Jurors at the Old Bailey heard that Bishop, who was jailed the day after his 22nd birthday, had been 'humiliated' by fights with Knox and his friends, and had sought revenge with two knives.
Speaking to the Times James Cleverly, London Youth Ambassador and London Assembly member for Bromley and Bexley, said young people's low self-esteem was causing violence.
He said: "Rather than being able to laugh something off or shrug their shoulders, with a number of youths there is an illogical desire to prove themselves.
"The smallest slight can grow into something totally out of proportion, as we saw with Karl Bishop. There was just no logic."
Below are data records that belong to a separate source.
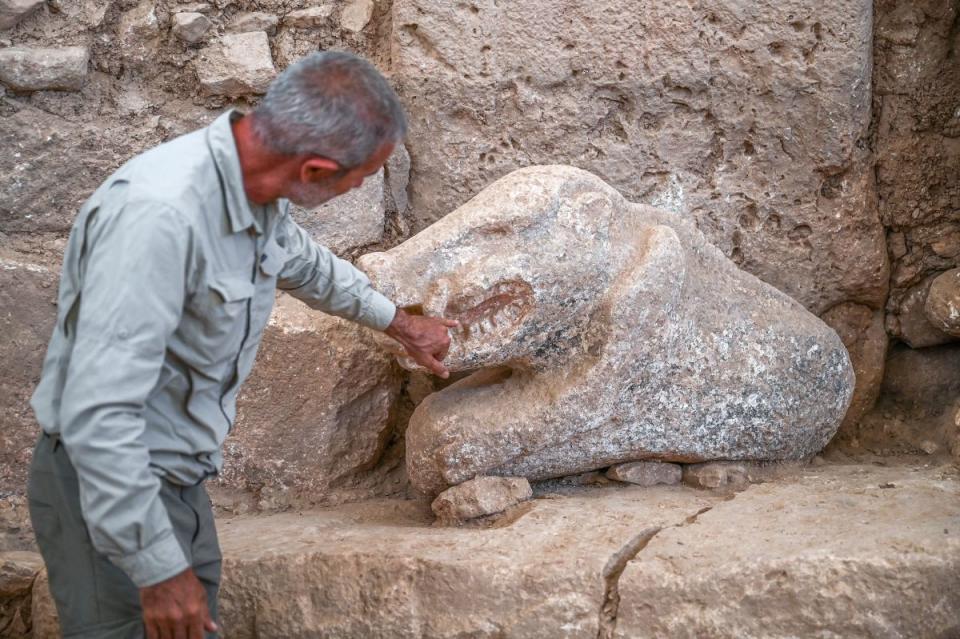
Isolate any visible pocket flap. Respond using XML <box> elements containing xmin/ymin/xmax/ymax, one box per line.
<box><xmin>210</xmin><ymin>275</ymin><xmax>254</xmax><ymax>302</ymax></box>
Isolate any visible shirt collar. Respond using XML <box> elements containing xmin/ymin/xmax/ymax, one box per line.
<box><xmin>207</xmin><ymin>109</ymin><xmax>263</xmax><ymax>234</ymax></box>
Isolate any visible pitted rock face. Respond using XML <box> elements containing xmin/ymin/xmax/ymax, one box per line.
<box><xmin>359</xmin><ymin>166</ymin><xmax>854</xmax><ymax>494</ymax></box>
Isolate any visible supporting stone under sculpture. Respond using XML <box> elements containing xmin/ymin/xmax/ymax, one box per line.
<box><xmin>359</xmin><ymin>166</ymin><xmax>854</xmax><ymax>494</ymax></box>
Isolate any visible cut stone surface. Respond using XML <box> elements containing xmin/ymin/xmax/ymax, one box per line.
<box><xmin>358</xmin><ymin>166</ymin><xmax>854</xmax><ymax>494</ymax></box>
<box><xmin>291</xmin><ymin>170</ymin><xmax>386</xmax><ymax>254</ymax></box>
<box><xmin>391</xmin><ymin>0</ymin><xmax>884</xmax><ymax>315</ymax></box>
<box><xmin>431</xmin><ymin>477</ymin><xmax>533</xmax><ymax>524</ymax></box>
<box><xmin>923</xmin><ymin>268</ymin><xmax>960</xmax><ymax>337</ymax></box>
<box><xmin>219</xmin><ymin>295</ymin><xmax>400</xmax><ymax>509</ymax></box>
<box><xmin>820</xmin><ymin>304</ymin><xmax>889</xmax><ymax>438</ymax></box>
<box><xmin>229</xmin><ymin>11</ymin><xmax>279</xmax><ymax>35</ymax></box>
<box><xmin>611</xmin><ymin>466</ymin><xmax>960</xmax><ymax>639</ymax></box>
<box><xmin>34</xmin><ymin>464</ymin><xmax>960</xmax><ymax>639</ymax></box>
<box><xmin>173</xmin><ymin>12</ymin><xmax>213</xmax><ymax>44</ymax></box>
<box><xmin>0</xmin><ymin>0</ymin><xmax>44</xmax><ymax>31</ymax></box>
<box><xmin>607</xmin><ymin>462</ymin><xmax>683</xmax><ymax>486</ymax></box>
<box><xmin>283</xmin><ymin>3</ymin><xmax>334</xmax><ymax>29</ymax></box>
<box><xmin>196</xmin><ymin>31</ymin><xmax>277</xmax><ymax>97</ymax></box>
<box><xmin>0</xmin><ymin>47</ymin><xmax>89</xmax><ymax>91</ymax></box>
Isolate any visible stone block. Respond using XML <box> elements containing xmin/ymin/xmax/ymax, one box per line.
<box><xmin>220</xmin><ymin>295</ymin><xmax>400</xmax><ymax>509</ymax></box>
<box><xmin>283</xmin><ymin>2</ymin><xmax>334</xmax><ymax>29</ymax></box>
<box><xmin>291</xmin><ymin>170</ymin><xmax>386</xmax><ymax>255</ymax></box>
<box><xmin>196</xmin><ymin>31</ymin><xmax>277</xmax><ymax>97</ymax></box>
<box><xmin>0</xmin><ymin>0</ymin><xmax>44</xmax><ymax>31</ymax></box>
<box><xmin>923</xmin><ymin>268</ymin><xmax>960</xmax><ymax>337</ymax></box>
<box><xmin>173</xmin><ymin>12</ymin><xmax>213</xmax><ymax>44</ymax></box>
<box><xmin>391</xmin><ymin>0</ymin><xmax>884</xmax><ymax>315</ymax></box>
<box><xmin>430</xmin><ymin>477</ymin><xmax>533</xmax><ymax>525</ymax></box>
<box><xmin>227</xmin><ymin>11</ymin><xmax>279</xmax><ymax>35</ymax></box>
<box><xmin>0</xmin><ymin>46</ymin><xmax>89</xmax><ymax>91</ymax></box>
<box><xmin>358</xmin><ymin>166</ymin><xmax>854</xmax><ymax>494</ymax></box>
<box><xmin>607</xmin><ymin>461</ymin><xmax>683</xmax><ymax>486</ymax></box>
The LA member noted a loss of normal relations between generations due to a mutual suspicion encouraged by fear of paedophilia and the important, yet zealous protection of children.
Mr Cleverly's comments followed those of Barry Mizen, the father of altar boy Jimmy Mizen, who was killed in a Lee bakery two weeks before Robert Knox.
Jake Fahri, 19, from Lee, was sentenced to life imprisonment last Friday for murder after he threw a glass dish at the St Thomas More pupil, severing an artery.
Mr Mizen said that the nation's traditionally tolerant society of 'fair play' was descending into selfishness and fear.
He told the Times: "The Jake Fahris and Karl Bishops of this world are very much a minority.
"But they feel like they have a right to let rip. Some people seem to think they can express themselves with their tempers, like it's a quality.
"The violence that has been gradually cranking up over the last few years has started boiling over."